Había conocido al ilustre abogado Luis Carlos Galán en la Pontificia Universidad Javeriana cuando, siendo él bien taquillero, lo invitaban a cuanto foro se programaba en el claustro y en los conversatorios del Centro de Estudios Colombianos; por esas calendas sé que estuvo visitando al reverendo padre Gabriel Giraldo, nuestro decano, para confesarse y ponerle la queja de que Pablo Escobar había fijado el precio de $200 millones por su cabeza.
La última vez que lo vi fue por los lados del barrio Sears, mi vecindario de la época, cuando él iba encima de una camioneta, calzando blue jean azul y camiseta roja, con la mano derecha extendida hacia la gente que lo vitoreaba y hasta yo, que no era galanista, sino alvarista, le mandaba saludos desde la calle, porque era un gran hombre y estaba, como Álvaro, destinado a ser presidente de la República. Pero las balas asesinas se atravesaron en el destino de ambos estadistas.

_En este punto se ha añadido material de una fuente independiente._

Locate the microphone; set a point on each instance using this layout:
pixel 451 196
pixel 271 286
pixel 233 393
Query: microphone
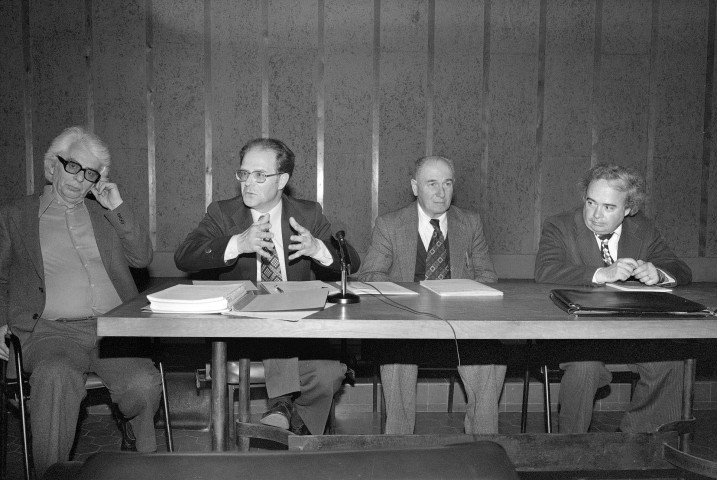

Volví a saber de él el viernes 18 de agosto de 1989, día de su noticia fatal, cuando andaba por los lados de la temible población de Soacha y yo, acompañado de mi hermano Bernardo y de Iván Muñoz, gran amigo salesiano y pereirano, viajamos a Santa Marta, donde llegamos, no precisamente a celebrar las Fiestas del Mar sino como escala hacia Barranquilla el domingo siguiente para ver jugar a nuestra selección Colombia en eliminatoria contra Ecuador, que ganamos, rumbo al mundial de Italia 90.
Llegamos al Aeropuerto Internacional Simón Bolívar pasadas las 8 de la noche, veníamos en el mismo vuelo con Yamid Amat, director de Noticias de Caracol, con quien recientemente había trabajado en esa cadena; pero el destino hizo que Yamid debiera reempacarse en el mismo avión de regreso a Bogotá para comandar el esquema de transmisión del trágico evento. Habíamos alcanzado a chocar sendos vasos de whisky en pleno vuelo, estando en la misma hilera horizontal, solamente separados por el pasillo.
Llegamos al hotel del exfutbolista argentino Yanini, donde pudimos alojarnos, y al entrar al lobby notamos gran algarabía en torno de un TV prendido en cualquier canal repitiendo una y otra vez las imágenes del infame asesinato del prohombre liberal. Parecía una muerte anunciada: su esposa y Germán Vargas le habían recomendado abortar la cita con la muerte esa noche, pero el hombre estaba decidido a encararla y la mafia, su gran enemigo, puso fin a su valiosa existencia.
El día sábado habían decretado ley seca, no por el magnicidio, sino por una masacre de campesinos en Tayrona y de no haber sido por los buenos oficios de mi amigo Juan Ruiz, “Juanillo”, que inauguraba su restaurante españolete por esos días en El Rodadero, nos hubiera tocado ahogar a palo seco el doble guayabo -físico y moral- de los acontecimientos de la víspera. Pero pudimos paliar la pena con aguardiente antioqueño camuflado en pocillos de tinto, para el asombro -y envidia- de los comensales vecinos que debieron pasar la rabia a punta de Kola Román.
Post-it. Paradójicamente, 33 años después, llega a la presidencia un exguerrillero que pretende, aunque lo niegue, eliminar el narcotráfico como delito y, por sustracción de materia, amnistiar e indultar a todos los mafiosos. Fue lo que nos tocó vivir.